For starters, the effect on unemployment would be negligible. The Congressional Budget Office estimates that extending the tax cuts for just the middle class would only reduce the unemployment rate between 0.1% and 0.3% next year, and the effect if tax cuts are extended for wealthy Americans would do little more.
Meanwhile, the average American would not feel their wallets fatten up too much either.
The average American household earns just more than $52,000 a year, based on the most recent data from the U.S. Census Bureau, and according to the Tax Policy Center (run by the Urban Institute and Brookings Institution), these households would save an average of $1,180 in 2011 if the tax cuts are extended.
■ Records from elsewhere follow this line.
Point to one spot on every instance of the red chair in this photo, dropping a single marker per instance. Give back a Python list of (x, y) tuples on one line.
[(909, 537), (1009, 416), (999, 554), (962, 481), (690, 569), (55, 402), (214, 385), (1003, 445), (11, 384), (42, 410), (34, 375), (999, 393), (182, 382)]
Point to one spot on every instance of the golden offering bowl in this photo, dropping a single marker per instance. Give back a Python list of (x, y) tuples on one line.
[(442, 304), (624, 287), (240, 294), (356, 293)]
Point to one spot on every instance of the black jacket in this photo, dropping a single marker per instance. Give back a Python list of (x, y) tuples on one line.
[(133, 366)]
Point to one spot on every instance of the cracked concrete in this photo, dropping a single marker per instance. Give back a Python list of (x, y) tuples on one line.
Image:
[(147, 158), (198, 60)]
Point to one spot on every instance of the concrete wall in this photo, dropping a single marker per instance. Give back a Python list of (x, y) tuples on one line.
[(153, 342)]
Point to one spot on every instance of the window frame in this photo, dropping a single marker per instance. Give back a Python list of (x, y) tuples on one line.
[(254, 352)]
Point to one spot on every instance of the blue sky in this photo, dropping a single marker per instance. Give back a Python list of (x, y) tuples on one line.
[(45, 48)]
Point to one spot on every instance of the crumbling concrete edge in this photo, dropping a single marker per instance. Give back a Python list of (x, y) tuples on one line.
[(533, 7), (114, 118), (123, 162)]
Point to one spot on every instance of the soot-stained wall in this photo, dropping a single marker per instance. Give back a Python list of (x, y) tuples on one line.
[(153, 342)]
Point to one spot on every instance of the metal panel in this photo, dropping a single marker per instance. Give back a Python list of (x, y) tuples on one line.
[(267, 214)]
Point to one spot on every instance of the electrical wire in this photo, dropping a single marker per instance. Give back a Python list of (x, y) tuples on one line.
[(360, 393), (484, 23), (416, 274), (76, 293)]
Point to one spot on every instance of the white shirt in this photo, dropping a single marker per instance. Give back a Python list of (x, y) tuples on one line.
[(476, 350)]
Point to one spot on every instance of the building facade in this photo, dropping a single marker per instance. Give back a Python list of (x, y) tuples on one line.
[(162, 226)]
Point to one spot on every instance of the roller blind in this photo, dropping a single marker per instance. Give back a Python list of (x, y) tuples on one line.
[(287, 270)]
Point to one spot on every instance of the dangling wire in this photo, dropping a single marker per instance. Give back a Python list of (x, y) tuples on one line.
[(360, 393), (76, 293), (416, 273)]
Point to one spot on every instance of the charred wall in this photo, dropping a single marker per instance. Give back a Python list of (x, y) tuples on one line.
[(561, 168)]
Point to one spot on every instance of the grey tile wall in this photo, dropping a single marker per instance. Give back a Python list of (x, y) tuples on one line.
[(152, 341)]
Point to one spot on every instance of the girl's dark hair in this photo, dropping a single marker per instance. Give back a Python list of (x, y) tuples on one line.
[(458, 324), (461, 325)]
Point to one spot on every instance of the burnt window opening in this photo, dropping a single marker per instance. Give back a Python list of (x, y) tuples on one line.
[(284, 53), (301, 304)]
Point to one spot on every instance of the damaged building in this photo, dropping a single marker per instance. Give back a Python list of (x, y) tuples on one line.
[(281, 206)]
Obviously, $1,180 is nothing to sneeze at. For this amount of money, a family could pay for a year’s worth of cable or cell phone bills, get a roundtrip plane ticket to most destinations in Europe or pay for two months’ rent in most parts of the country (or about one month’s rent if you happen to live in, say, San Francisco or New York City.) But how much would you notice the difference from paycheck to paycheck? Distributed over 12 months, the tax cuts would yield only $98.33 in monthly savings for the average household.
By comparison, households earning $200,000-$500,000 would save nearly $7,500 in 2011, and those earning $1 million or more would save exponentially more, about $129,000. If that seems a bit uneven, that’s because it is. According to the Tax Policy Center, households in the $50,000-$75,000 income bracket will see after-tax savings increase by an average of 2.3% of their income, while households earning $1 million or more will see nearly triple the savings, or about 6.2%.
So what’s more important to you: saving about $1,000 a year on your paycheck while the rich save more than $100,000 or cutting hundreds of billions of dollars from our deficit to improve the long-term economic outlook of our country?